Da Avvenire del 07/12/2021
Due condanne, per istigazione contro i militari e per mancata osservanza delle regole imposte per contrastare la pandemia da Covid-19, per complessivi quattro anni di reclusione, poi dimezzati dalla giunta, secondo la tv di Stato del Myanmar. Una sentenza, quella contro la 76enne Aung San Suu Kyi, che è la prima per una serie di reati di varia gravità tra cui corruzione e violazione di segreti di Stato che potrebbero aggiungere complessivamente 120 anni di reclusione al suo curriculum di prigioniera e perseguitata dalla dittatura. Alla stessa pena è stato condannato l’ex presidente Win Myint. Un’ondata di rinvii a giudizio sta colpendo la leadership politica esautorata dal golpe del primo febbraio, in maggioranza sotto custodia, in parte impegnata in clandestinità a dare consistenza e legittimità al Governo di unità nazionale. La nuova Commissione elettorale che sostituisce quella designata dal governo civile che aveva organizzato il voto del novembre 2020 risultato fortemente punitivo per i partiti filo-militari ha comunicato di avere avviato procedimenti penali contro 16 personalità politiche, tra cui Win Myint e Aung San Suu Kyi. Il presidente della decaduta Commissione elettorale Hla Thein e due membri della stessa Commissione, Myint Naing e Than Htay sono già in carcere nella capitale Nayipidaw, mentre gli altri accusati si trovano agli arresti in località ignote e vi resteranno fino al termine dei procedimenti penali che coinvolgono anche il sindaco di Nayipidaw, Myo Aung, e il premier del governo locale di Mandalay, seconda città del Paese, Zaw Myint Maung. Quest’ultimo, che sta lottando contro la leucemia, rischia tre anni di reclusione per frode elettorale. Nei giorni scorsi una leader della minoranza Karen, esponente della Lega, è stata condannata a 75 anni di carcere e a 90 sono toccati – per la stessa accusa di corruzione –a uno stretto collaboratore di Aung San Suu Kyi.
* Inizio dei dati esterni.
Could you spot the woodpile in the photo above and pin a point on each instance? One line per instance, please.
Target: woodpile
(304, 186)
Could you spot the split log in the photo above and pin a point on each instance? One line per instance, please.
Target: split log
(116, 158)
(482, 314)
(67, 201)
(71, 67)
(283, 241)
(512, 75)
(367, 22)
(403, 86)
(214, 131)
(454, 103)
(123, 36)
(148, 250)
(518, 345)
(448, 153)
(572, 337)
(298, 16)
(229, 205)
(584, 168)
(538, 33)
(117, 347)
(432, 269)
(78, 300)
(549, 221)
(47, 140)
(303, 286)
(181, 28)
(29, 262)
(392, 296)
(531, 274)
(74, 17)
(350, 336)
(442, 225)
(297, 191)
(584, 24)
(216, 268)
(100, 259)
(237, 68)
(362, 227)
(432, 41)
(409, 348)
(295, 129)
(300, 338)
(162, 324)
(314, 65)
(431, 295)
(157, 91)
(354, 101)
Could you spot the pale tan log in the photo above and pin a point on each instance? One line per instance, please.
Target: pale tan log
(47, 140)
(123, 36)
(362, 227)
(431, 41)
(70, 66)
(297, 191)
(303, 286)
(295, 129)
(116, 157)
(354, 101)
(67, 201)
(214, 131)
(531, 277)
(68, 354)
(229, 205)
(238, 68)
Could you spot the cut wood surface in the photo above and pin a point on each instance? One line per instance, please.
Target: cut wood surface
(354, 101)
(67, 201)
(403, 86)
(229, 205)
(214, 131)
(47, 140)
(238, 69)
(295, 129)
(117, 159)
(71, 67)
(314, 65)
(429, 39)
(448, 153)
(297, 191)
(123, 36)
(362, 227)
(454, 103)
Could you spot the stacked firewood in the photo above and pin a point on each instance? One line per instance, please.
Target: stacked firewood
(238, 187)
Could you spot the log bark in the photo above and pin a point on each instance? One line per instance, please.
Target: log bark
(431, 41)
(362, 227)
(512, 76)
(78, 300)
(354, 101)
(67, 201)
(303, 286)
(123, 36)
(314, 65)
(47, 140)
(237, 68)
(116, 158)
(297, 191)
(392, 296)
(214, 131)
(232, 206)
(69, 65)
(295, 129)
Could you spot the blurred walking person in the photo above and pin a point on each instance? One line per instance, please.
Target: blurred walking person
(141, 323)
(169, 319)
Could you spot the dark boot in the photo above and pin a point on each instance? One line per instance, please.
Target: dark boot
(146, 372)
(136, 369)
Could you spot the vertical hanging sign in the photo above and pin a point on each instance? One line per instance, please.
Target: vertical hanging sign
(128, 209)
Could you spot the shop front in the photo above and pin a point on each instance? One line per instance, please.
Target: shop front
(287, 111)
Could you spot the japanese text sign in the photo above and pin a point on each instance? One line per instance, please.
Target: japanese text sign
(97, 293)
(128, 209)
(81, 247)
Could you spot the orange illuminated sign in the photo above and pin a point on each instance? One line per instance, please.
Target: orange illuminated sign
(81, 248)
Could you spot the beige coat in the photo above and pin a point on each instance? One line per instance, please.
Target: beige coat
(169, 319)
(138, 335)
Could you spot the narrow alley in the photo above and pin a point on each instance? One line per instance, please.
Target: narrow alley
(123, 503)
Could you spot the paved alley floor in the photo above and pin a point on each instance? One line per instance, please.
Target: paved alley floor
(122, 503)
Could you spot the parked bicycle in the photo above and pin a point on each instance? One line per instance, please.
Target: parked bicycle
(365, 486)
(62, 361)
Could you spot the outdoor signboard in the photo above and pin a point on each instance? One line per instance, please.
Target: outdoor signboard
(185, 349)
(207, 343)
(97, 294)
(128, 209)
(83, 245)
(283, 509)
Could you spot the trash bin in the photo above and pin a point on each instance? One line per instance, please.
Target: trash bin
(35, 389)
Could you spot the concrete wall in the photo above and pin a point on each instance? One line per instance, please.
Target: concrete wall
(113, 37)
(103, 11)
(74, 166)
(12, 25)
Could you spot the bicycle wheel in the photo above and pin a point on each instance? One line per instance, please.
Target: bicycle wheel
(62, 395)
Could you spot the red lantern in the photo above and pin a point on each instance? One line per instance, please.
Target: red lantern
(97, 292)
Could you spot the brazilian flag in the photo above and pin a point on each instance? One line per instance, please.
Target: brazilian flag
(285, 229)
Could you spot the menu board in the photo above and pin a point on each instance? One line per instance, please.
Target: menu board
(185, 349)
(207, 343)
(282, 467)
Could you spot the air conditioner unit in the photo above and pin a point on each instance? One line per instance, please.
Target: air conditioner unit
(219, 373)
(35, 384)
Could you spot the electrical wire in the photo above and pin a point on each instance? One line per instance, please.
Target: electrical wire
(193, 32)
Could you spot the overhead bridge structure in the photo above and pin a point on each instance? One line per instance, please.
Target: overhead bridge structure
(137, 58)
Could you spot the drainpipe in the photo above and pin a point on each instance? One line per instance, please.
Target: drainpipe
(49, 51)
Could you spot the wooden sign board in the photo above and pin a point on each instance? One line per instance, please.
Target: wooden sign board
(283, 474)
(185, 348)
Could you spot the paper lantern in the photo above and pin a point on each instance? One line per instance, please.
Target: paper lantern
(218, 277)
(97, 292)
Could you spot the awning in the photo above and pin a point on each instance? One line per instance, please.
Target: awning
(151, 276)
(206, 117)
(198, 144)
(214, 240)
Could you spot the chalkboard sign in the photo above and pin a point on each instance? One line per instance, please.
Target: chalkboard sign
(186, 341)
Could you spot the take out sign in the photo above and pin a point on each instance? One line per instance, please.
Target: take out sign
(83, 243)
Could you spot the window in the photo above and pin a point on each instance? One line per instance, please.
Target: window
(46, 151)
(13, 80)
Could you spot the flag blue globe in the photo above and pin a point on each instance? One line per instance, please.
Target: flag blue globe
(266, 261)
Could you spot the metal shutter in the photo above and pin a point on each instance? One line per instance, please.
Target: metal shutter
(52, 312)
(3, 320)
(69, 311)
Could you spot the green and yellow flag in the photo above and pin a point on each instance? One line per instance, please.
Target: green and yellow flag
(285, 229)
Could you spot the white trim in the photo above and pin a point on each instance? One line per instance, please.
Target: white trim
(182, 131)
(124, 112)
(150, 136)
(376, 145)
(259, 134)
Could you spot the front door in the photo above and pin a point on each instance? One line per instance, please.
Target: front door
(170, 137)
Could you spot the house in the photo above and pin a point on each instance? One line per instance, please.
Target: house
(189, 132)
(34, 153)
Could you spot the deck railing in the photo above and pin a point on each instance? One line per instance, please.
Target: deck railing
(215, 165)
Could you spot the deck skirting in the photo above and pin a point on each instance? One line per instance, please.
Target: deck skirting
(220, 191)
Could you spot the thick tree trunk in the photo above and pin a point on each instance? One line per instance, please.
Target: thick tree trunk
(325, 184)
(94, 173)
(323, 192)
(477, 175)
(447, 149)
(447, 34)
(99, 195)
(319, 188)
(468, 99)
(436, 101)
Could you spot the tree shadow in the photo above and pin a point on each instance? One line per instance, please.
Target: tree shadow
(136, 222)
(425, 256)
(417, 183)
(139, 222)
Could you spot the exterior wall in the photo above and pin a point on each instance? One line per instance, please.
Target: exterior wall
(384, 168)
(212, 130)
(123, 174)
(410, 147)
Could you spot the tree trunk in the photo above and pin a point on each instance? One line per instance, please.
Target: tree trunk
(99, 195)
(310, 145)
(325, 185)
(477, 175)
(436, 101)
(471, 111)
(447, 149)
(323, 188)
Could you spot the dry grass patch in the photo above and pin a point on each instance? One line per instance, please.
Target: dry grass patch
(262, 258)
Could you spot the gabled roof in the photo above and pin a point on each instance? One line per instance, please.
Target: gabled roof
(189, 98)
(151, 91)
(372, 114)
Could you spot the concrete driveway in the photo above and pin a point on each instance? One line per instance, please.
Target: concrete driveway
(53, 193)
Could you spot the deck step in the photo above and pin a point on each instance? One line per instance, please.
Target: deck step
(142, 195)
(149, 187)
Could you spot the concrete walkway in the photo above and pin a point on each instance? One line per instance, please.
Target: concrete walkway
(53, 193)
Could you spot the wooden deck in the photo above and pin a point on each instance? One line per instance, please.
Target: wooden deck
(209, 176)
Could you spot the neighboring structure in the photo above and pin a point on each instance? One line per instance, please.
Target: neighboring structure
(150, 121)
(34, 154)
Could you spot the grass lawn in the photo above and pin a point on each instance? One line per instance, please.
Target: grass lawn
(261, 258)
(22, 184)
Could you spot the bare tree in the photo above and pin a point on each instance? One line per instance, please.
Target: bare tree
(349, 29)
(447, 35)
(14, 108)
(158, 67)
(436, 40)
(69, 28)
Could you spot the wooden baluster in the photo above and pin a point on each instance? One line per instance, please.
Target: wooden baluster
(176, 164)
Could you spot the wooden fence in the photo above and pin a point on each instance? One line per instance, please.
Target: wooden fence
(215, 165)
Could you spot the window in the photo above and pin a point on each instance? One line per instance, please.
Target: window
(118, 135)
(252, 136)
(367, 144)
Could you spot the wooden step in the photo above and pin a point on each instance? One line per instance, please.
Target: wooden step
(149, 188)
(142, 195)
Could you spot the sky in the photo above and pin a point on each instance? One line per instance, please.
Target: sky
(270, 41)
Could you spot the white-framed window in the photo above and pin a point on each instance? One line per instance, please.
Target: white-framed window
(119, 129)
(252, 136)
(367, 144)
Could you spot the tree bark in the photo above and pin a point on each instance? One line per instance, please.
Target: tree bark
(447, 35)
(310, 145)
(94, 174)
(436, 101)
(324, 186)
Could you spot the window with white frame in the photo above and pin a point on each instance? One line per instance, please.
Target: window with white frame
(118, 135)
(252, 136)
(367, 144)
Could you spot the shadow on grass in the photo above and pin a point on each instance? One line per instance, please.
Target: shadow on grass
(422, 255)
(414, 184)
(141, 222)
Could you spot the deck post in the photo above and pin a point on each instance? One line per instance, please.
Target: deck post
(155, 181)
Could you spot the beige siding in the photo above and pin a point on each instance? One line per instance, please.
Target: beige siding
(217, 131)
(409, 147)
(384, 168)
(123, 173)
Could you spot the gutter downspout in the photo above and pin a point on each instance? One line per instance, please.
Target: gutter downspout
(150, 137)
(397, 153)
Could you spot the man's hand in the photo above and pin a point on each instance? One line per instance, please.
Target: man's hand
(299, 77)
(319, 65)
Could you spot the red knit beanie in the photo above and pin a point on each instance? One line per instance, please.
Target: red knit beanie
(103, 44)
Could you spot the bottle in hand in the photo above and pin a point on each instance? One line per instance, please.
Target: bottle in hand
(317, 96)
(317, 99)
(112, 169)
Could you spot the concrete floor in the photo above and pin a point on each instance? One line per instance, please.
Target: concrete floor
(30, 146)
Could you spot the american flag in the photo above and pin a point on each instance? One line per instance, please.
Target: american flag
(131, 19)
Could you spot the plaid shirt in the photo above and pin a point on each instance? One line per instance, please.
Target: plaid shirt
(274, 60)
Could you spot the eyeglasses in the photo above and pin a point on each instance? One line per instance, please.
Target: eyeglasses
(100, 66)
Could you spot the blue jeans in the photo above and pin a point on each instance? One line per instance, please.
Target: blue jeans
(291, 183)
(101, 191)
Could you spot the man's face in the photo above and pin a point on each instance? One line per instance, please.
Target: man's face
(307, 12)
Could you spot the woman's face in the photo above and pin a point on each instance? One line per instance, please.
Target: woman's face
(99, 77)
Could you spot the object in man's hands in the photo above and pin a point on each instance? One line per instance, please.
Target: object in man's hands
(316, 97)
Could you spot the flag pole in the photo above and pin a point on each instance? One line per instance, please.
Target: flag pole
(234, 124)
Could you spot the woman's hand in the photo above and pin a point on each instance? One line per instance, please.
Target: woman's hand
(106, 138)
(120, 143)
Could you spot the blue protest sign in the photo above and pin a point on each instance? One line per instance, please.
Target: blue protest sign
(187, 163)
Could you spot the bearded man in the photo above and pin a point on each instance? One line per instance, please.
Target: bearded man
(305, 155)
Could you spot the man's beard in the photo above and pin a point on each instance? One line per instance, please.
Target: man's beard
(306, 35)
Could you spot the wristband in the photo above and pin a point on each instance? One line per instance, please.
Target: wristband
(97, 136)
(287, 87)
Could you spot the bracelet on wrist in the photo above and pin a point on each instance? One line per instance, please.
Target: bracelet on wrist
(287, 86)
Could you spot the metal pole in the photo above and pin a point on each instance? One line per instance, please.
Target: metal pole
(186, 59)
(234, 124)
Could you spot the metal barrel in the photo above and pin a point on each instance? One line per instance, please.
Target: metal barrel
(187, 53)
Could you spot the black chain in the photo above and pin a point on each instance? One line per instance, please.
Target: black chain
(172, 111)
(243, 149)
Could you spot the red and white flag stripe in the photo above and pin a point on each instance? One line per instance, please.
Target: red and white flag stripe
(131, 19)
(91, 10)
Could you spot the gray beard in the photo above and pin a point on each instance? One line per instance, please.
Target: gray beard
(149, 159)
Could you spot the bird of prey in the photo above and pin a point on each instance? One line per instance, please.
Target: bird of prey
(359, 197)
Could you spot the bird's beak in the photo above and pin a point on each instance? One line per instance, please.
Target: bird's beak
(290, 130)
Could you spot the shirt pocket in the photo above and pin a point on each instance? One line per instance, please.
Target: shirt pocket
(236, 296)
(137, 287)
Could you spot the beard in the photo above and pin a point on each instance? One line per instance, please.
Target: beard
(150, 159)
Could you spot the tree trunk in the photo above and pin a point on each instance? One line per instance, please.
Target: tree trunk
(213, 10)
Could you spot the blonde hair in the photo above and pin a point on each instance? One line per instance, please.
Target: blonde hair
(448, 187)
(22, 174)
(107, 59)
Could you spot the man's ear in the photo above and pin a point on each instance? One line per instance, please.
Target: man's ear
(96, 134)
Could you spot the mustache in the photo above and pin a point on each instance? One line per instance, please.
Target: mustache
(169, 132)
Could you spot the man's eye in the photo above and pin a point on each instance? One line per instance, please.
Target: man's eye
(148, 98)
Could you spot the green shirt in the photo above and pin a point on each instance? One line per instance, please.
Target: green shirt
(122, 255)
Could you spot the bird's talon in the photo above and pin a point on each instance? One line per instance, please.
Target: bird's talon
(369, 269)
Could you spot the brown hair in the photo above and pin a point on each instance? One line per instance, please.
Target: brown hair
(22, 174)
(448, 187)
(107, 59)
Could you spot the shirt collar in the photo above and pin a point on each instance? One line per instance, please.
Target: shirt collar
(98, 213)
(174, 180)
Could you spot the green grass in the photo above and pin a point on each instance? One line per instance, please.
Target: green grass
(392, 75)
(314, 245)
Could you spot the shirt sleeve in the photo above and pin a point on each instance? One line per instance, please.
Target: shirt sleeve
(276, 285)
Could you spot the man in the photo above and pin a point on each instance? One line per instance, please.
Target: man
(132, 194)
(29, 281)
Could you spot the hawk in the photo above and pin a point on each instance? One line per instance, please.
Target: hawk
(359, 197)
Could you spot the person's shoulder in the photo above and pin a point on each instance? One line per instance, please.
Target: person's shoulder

L’inconsistenza delle prove, l’irrilevanza dei reati, l’accanimento verso Aung San Suu Kyi sono evidenziati dagli osservatori internazionali e ammessi da quasi tutte diplomazie regionali. Tutto concorre a mostrare la volontà della giunta militare, che il primo febbraio si è sostituita con un colpo di Stato alla giovane democrazia parlamentare, di chiudere la partita con la Premio Nobel per la Pace 1991 e con il partito da lei co-fondato, la Lega nazionale per la democrazia che ha dominato le uniche elezioni democratiche dal 1960, quelle del 2015 e del 2020. Il segretario di Stato Usa, Anthony Blinken ha condannato la sentenza, segnalato il sostegno statunitense «al popolo birmano nelle sua aspirazioni alla libertà e alla democrazia» e esortato la giunta a «ripristinare la transizione democratica in Myanmar ». Da parte sua, Pechino, alleato del regime, ha chiamato al dialogo tra le parti per evitare ulteriori violenze.
L’Alto Rappresentante per la Politica estera dell’Unione Europea, Josep Borell, ha indicato come la sentenza «rappresenta un altro passo verso lo smantellamento dello stato di diritto e un’ulteriore palese violazione dei diritti umani » e ribadito gli urgenti appelli «per il rilascio immediato e incondizionato di tutti i prigionieri politici».
L’Onu aveva già condannato l’uccisione di cinque manifestanti falciati domenica da un automezzo dell’esercito lanciato sulla folla a Yangon e ieri l’Alto Commissario per i Diritti umani, Michelle Bachelet, ha definito la pena inflitta a Aung San Suu Kyi «motivata politicamente», risultato di «un processo-farsa tenuto in segreto davanti a un tribunale controllato dai militari».